John Russo: Alameda City Manager’s First Year

In local government, pleasing everyone is an impossible goal. However, the long list of first-year accomplishments credited to Alameda’s city manager won over most people, even if some remain partially reserved in their praise.

He helped earn concessions from labor, secured a contract with the Navy to take control of the local pier without paying more than $100 million, and brought in managers to take over departments that had been lacking leadership. But, the city council member who voted against his appointment points to a lack of progress on the budget as a point of reserved praise.

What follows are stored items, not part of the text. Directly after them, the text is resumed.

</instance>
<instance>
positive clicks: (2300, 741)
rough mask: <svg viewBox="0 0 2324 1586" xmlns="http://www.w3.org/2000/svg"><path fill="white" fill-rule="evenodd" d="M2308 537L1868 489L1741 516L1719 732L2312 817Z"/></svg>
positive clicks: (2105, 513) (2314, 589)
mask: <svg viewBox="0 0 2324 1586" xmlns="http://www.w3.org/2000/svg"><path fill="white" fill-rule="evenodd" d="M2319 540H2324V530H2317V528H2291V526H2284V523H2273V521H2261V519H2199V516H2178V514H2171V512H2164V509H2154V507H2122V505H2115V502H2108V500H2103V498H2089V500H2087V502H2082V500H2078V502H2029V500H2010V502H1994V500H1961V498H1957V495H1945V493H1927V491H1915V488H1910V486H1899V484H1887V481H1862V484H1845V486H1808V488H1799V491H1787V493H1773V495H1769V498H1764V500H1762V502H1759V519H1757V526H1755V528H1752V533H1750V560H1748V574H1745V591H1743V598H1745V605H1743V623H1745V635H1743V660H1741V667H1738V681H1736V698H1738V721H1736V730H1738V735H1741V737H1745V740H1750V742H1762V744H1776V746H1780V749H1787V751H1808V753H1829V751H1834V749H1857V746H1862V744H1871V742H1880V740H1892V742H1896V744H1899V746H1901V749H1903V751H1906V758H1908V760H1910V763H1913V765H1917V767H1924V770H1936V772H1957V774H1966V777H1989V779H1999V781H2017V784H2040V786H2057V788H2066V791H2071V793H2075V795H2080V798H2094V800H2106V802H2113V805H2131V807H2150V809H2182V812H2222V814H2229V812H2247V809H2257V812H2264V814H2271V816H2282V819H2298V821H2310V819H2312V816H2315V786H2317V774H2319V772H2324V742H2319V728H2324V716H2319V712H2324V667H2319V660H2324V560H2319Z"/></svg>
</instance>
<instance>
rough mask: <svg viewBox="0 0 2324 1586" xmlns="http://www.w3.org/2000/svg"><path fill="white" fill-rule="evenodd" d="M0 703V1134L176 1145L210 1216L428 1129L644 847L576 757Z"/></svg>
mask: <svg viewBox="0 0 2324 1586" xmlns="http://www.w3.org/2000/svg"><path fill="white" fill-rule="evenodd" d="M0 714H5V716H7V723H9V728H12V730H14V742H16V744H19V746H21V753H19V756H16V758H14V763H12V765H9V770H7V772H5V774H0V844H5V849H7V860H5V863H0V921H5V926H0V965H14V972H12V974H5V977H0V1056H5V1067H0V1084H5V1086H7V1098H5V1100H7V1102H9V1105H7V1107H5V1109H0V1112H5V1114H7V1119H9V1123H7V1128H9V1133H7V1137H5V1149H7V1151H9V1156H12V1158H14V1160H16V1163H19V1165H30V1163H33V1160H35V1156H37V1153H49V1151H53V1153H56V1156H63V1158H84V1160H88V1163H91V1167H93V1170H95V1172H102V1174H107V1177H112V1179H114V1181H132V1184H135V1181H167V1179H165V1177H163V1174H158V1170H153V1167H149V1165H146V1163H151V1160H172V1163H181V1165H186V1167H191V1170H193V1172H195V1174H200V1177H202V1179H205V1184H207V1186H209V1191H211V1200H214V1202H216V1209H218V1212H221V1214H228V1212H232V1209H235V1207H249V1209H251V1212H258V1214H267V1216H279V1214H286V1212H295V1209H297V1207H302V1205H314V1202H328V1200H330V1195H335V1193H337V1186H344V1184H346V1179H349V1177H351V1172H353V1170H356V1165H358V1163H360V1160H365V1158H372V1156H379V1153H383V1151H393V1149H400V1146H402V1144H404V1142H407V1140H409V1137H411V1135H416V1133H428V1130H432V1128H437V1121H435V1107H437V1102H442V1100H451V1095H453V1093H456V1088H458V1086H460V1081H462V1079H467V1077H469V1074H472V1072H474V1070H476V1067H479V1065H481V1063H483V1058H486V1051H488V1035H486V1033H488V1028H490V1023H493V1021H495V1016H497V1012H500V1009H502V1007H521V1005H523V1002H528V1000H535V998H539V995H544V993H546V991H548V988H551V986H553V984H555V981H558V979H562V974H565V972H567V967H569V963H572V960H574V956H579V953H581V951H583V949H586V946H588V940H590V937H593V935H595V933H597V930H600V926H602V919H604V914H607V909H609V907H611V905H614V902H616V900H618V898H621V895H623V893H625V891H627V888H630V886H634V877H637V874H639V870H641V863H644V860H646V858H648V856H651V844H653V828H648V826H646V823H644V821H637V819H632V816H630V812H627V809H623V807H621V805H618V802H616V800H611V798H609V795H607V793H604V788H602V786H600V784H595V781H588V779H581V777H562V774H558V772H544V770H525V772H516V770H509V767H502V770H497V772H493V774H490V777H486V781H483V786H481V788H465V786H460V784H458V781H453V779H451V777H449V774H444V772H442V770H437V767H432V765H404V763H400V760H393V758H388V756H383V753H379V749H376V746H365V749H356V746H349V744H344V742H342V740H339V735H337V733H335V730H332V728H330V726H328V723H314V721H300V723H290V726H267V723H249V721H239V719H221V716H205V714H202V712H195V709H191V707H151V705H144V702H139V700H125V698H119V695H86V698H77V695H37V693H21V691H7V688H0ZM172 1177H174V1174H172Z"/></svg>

Others would point at challenges that have arisen in the city in the last year as missteps. But for John Russo, sees positives in each situation. The city hired an independent consultant to delve into how the city responds to emergency situations after a man drowned. After the city removed trees without what some considered sufficient notification or discussion, the city reached out to upset stakeholders and included them in the new streetscaping plan.

From The Alamedan.org:

John Russo seems strangely uncomfortable detailing what he’s accomplished during his inaugural year as Alameda’s city manager. Russo – a man who has passionately argued his case at any number of City Council meetings, where he has showcased his erudition with a steady peppering of 50-cent words and even warbled the occasional Beach Boys tune – doesn’t want to come off like he’s trying to brag.

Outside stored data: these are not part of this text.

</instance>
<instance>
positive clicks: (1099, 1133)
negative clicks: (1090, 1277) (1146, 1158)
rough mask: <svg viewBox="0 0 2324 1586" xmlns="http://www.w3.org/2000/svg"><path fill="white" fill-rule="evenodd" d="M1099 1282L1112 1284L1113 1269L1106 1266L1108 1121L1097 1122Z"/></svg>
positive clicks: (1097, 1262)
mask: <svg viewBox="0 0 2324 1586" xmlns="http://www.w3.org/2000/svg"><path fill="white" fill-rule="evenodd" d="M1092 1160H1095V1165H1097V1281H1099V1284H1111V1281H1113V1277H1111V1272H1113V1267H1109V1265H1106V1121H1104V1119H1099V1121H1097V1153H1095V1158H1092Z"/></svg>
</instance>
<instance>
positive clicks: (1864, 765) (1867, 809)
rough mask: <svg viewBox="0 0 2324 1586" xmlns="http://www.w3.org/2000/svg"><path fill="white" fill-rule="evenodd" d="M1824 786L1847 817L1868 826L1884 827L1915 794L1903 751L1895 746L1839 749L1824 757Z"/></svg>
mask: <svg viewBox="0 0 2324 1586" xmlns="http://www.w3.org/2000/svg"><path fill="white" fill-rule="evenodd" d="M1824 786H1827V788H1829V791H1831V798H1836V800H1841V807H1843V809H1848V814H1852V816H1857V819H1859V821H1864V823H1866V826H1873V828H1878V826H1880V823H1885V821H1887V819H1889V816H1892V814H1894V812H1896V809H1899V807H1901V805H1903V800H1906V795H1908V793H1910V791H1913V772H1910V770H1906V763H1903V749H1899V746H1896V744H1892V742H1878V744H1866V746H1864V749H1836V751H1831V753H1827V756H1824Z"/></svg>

But some of the City Council members who hired Russo feel he has a lot to brag about for this first year, which wrapped on June 13. He closed a long-sought deal with the Navy that will allow the city to take control of much of Alameda Point by the end of 2012 without paying the $108.5 million the Navy had previously demanded, hired a slew of top managers to run leaderless departments, put in place a series of policies intended to make City Hall more accessible to residents and won concessions from labor unions that will see hundreds of city workers paying more toward their pensions and benefits.